# A Larger, Later Siberian Eruption Would Definitely Change Eurasia, But How?



## Jdailey1991 (Jul 29, 2016)

_I have a picture for this scenario, but I'm not allowed to post attachments, apparently._


Flood basalt catastrophes were something that never happened in human history, but they were common much earlier in Earth's history. The one that comes to the mind of the mainstream were the Siberian Traps, believed to be the culprit for the worst mass extinction in history, killing off 70% of terrestrial species and 95% of marine species, covering a volume of one to four million cubic kilometers and a maximum thickness of 4500 meters.


These eruptions happened 252 million years ago, more than enough time for the forces of erosion and soil accumulation to reduce the Siberian Traps into a pale shadow of their former self.

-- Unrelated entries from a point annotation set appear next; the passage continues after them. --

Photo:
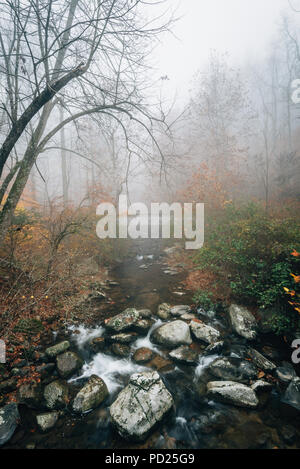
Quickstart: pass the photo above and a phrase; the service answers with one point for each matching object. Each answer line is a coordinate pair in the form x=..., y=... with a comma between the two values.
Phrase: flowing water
x=144, y=281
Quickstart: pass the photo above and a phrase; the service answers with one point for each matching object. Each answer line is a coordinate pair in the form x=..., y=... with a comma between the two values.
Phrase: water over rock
x=243, y=322
x=47, y=421
x=207, y=334
x=232, y=369
x=56, y=395
x=68, y=363
x=9, y=418
x=141, y=405
x=172, y=334
x=185, y=355
x=91, y=395
x=123, y=321
x=143, y=355
x=230, y=392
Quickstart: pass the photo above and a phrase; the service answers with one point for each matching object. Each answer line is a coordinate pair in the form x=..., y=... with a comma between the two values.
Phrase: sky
x=242, y=28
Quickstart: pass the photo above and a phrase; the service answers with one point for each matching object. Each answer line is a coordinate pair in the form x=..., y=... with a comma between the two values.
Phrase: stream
x=144, y=280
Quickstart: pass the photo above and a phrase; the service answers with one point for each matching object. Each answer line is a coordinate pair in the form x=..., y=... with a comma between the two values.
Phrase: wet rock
x=161, y=364
x=8, y=385
x=292, y=394
x=243, y=322
x=261, y=386
x=57, y=349
x=145, y=313
x=164, y=311
x=258, y=359
x=205, y=333
x=123, y=321
x=9, y=419
x=97, y=344
x=286, y=372
x=230, y=392
x=214, y=349
x=91, y=395
x=185, y=355
x=140, y=406
x=68, y=363
x=123, y=338
x=179, y=310
x=30, y=394
x=142, y=326
x=142, y=355
x=232, y=369
x=56, y=395
x=121, y=350
x=47, y=421
x=172, y=334
x=288, y=433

In this alternate scenario, the Siberian Traps still erupted, but with the following differences:



*Date*: 60-43 million years ago, so slowly that if it were responsible for a mass extinction, it wouldn't have been dramatic enough for anyone to notice.


*Volume*: 59-77 million cubic miles


*Maximum thickness*: 2.5 miles


Marked in red were the cracks in which lava would have oozed out of the mantle and flowed to the surface 60-43 million years ago.


43 million years of erosion and soil accumulation would have given Eurasia a drastically different landscape as opposed to 252 million years of the same thing. Siberia back home is pretty remote and its geographic diversity makes it pretty challenging real estate. Would this Siberia be even more so? Would we still expect to see steppe, desert, forest, wetland and tundra in Russia or would mountains and plateaus be more prevalent?


----------



## Alile (Aug 10, 2016)

The only thing I can suggest is finding a geologist who can help you. A polite e-mail might get you some answers. Try universities.


----------



## Jdailey1991 (Aug 10, 2016)

Alile said:


> The only thing I can suggest is finding a geologist who can help you. A polite e-mail might get you some answers. Try universities.





Any ideas which U to go?


----------



## skip.knox (Aug 10, 2016)

Try this search string

siberian traps site:edu 

That site:edu string is handy for scoping a search to universities and other entities that merit the domain. It does not, however, include universities outside the USA.


----------



## Jdailey1991 (Aug 10, 2016)

skip.knox said:


> Try this search string
> 
> siberian traps site:edu
> 
> That site:edu string is handy for scoping a search to universities and other entities that merit the domain. It does not, however, include universities outside the USA.





Does it have to be a colon instead of a dot?


----------



## CupofJoe (Aug 11, 2016)

Jdailey1991 said:


> Does it have to be a colon instead of a dot?


Yes as it is part of the search parameter and not the web address.
As an example
*siberian traps site:ac.uk *
would work for UK academic sites...


----------